KBRN, Bengkalis : Bea dan Cukai (BC) Bengkalis pasca penegahan dugaan penyelundupan kayu teki (bakau) dari Kepulauan Meranti ke Batu Pahat, Malaysia melalui Perairan Bengkalis,telah menetapkan satu tersangka yang harus bertanggungjawab, dari tiga awak kapal yang ikut diamankan petugas.

"Kita sudah koordinasi dengan pihak kejaksaan dan kasus itu dari tiga awak kapal yang diamankan, sudah ditetapkan satu orang sebagai tersangka, dan dua orang dibebaskan," ungkap Kepala BC Bengkalis, Muhammad Munif ketika dihubungi wartawan, Senin (28/1/2019) siang. 

Tersangka yang ditetapkan tersebut adalah Nakhoda berinisial TH dan langsung dilakukan penahanan di Lapas Bengkalis. Meskipun sudah dilakukan penetapan tersangka, BC Bengkalis masih tetap melakukan upaya pengembangan.

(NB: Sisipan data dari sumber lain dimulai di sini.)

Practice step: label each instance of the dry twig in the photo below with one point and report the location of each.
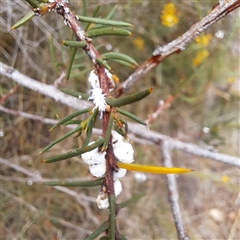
(179, 44)
(138, 130)
(173, 192)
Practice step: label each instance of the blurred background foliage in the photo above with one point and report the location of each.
(204, 79)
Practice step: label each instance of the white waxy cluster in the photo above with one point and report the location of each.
(98, 98)
(123, 151)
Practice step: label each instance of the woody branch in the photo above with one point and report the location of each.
(178, 45)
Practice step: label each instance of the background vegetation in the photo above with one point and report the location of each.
(210, 101)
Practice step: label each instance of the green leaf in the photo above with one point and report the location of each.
(132, 200)
(77, 129)
(98, 231)
(94, 14)
(75, 93)
(76, 44)
(119, 56)
(89, 127)
(71, 116)
(74, 153)
(72, 56)
(22, 21)
(53, 54)
(104, 21)
(93, 183)
(108, 32)
(118, 102)
(103, 63)
(72, 122)
(130, 115)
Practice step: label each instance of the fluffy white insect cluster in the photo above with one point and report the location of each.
(96, 161)
(98, 98)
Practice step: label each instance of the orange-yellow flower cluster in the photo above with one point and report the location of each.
(202, 55)
(203, 40)
(169, 15)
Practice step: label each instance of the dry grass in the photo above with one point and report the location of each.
(209, 197)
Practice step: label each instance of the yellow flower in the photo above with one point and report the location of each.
(168, 16)
(203, 40)
(200, 57)
(139, 43)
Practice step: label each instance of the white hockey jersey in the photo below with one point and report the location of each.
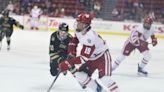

"Kita juga masih lakukan pengembangan dan terkait kasus ini SPDP-nya juga sudah disampaikan ke kejaksaan," katanya lagi.

Sementara itu terkait dengan kerugian negara akibat tindak penyelundupan ini belum ditaksir. Dan apakah barang bukti ini akan dimusnahkan?, BC Bengkalis akan melimpahkan ke Kejaksaan Negeri dan Pengadilan yang akan menentukan.

Sebelumnya diberitakan, BC Bengkalis amankan satu unit kapal pompong atau kapal motor (KM) Berlian Motor muatan kayu teki diduga untuk diselundupkan ke Batu Pahat, Malaysia melalui Perairan Bengkalis, Senin (21/1/2019) sekitar pukul 03.30 WIB.

Kapal pompong muatan kayu teki berisi sekitar 2.750 batang, diamankan petugas menggunakan kapal patroli 20004 BKO Kantor Wilayah Riau. 

Selain mengamankan barang bukti kayu teki, petugas turut mengamankan tiga orang awak kapal termasuk Nakhoda.

Kayu-kayu teki itu menurut pengakuan awak kapal berasal dari Kepulauan Meranti.